Page:Féval - Le Fils du diable - Tomes 3-4.djvu/527

La bibliothèque libre.
Le texte de cette page a été corrigé et est conforme au fac-similé.

— Je ne sais d’où vient ce soupçon…

— Ce n’est pas un soupçon… Il y a, voyez-vous, une sorte de fraternité entre nous autres jeunes filles de la forêt. Je suis noble et riche, elle est paysanne et pauvre ; mais, enfants, nous nous sommes rencontrées souvent dans les bruyères. Nous avons joué autrefois comme deux sœurs sous les grands chênes qui protègent Notre-Dame de Mi-Forêt… Je l’avais apprivoisée, la petite sauvage ! Depuis, tandis qu’elle restait dans sa solitude, je faisais, moi, connaissance avec le monde ; tandis qu’elle courait, libre, sous le couvert, j’apprenais mes devoirs de fille noble…, j’apprenais à porter le velours et la soie, à parler, à me taire, à sourire… Étrange destinée ! elle, dans sa solitude, moi, au miiieu des somptueuses fêtes de Rennes, nous avons subi toutes deux le même sort… Elle a donné son cœur à l’homme que je… que je croyais aimer !

— Vous ne m’aimez donc pas, Alix ?

— Qu’importe ! nous ne parlons plus de moi. Un jour, il y avait deux mois que vous étiez parti, Didier ; je me promenais seule dans la forêt, songeant aux belles fêtes de Mgr. le comte de Toulouse, songeant à vous peut-être, lorsque j’entendis une voix connue qui chantait sous le couvert la complainte d’Arthur de Bretagne.

— Fleur-des-Genêts ! balbutia le capitaine.

Alix tressaillit douloureusement.

— Fleur-des-Genêts, répéta-t-elle. Vous savez enfin de qui je parle, Didier… Il y avait bien longtemps que je ne l’avais vue. Que je la trouvais belle ! Elle me reconnut tout de suite et vint à moi les bras ouverts. Puis elle prit dans son panier de chèvrefeuilles un beau bouquet de primevères qu’elle attacha sur mon sein, puis encore elle me parla de vous.

— De moi ! prononça automatiquement Didier.

— Elle ne vous nomma point, mais je vous reconnus… J’étais folle encore alors, monsieur ; je sentis mon cœur se serrer.

Le capitaine avança timidement sa main pour prendre celle d’Alix.

— Hélas ! mademoiselle, dit-il, je suis bien coupable envers vous envers toutes deux peut-être…

— Envers elle seulement, monsieur, si vous dites un mot de plus… N’oubliez pas que vous l’aimez ; n’oubliez pas qu’elle vous aime…

— Mais vous, Alix ?

Il n’y avait point de fatuité dans cette interrogation qui partait du cœur.

— Moi ?… oh ! je vais vous dire tout à l’heure la brillante destinée qu’on me propose… Un mot encore sur elle. Comptez-vous l’épouser ?

Didier ne s’était, à coup sûr, jamais fait cette question. Il ne sut point y répondre.
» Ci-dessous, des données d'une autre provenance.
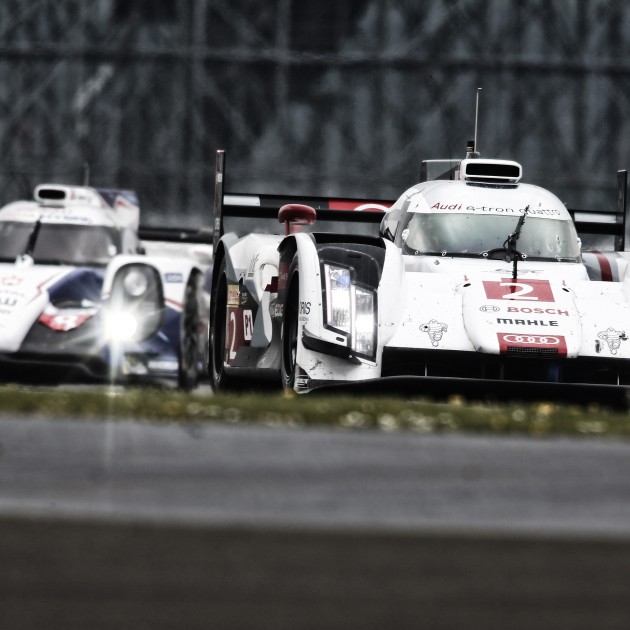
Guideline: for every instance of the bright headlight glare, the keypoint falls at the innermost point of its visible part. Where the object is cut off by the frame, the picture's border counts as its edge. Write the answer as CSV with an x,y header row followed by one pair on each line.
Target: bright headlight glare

Mademoiselle de Vaunoy fronça légèrement ses noirs et délicats sourcils.

— Vous comptez l’épouser, reprit-elle d’une voix grave. Ce doit être votre désir et c’est votre devoir… Elle est pauvre, mais vous avez votre épée, et vous n’êtes point de ceux que leur naissance enchaîne.

En prononçant ces derniers mots, Alix avait réussi à dépouiller toute mélancolique expression. Elle parlait d’un ton ferme et convaincu.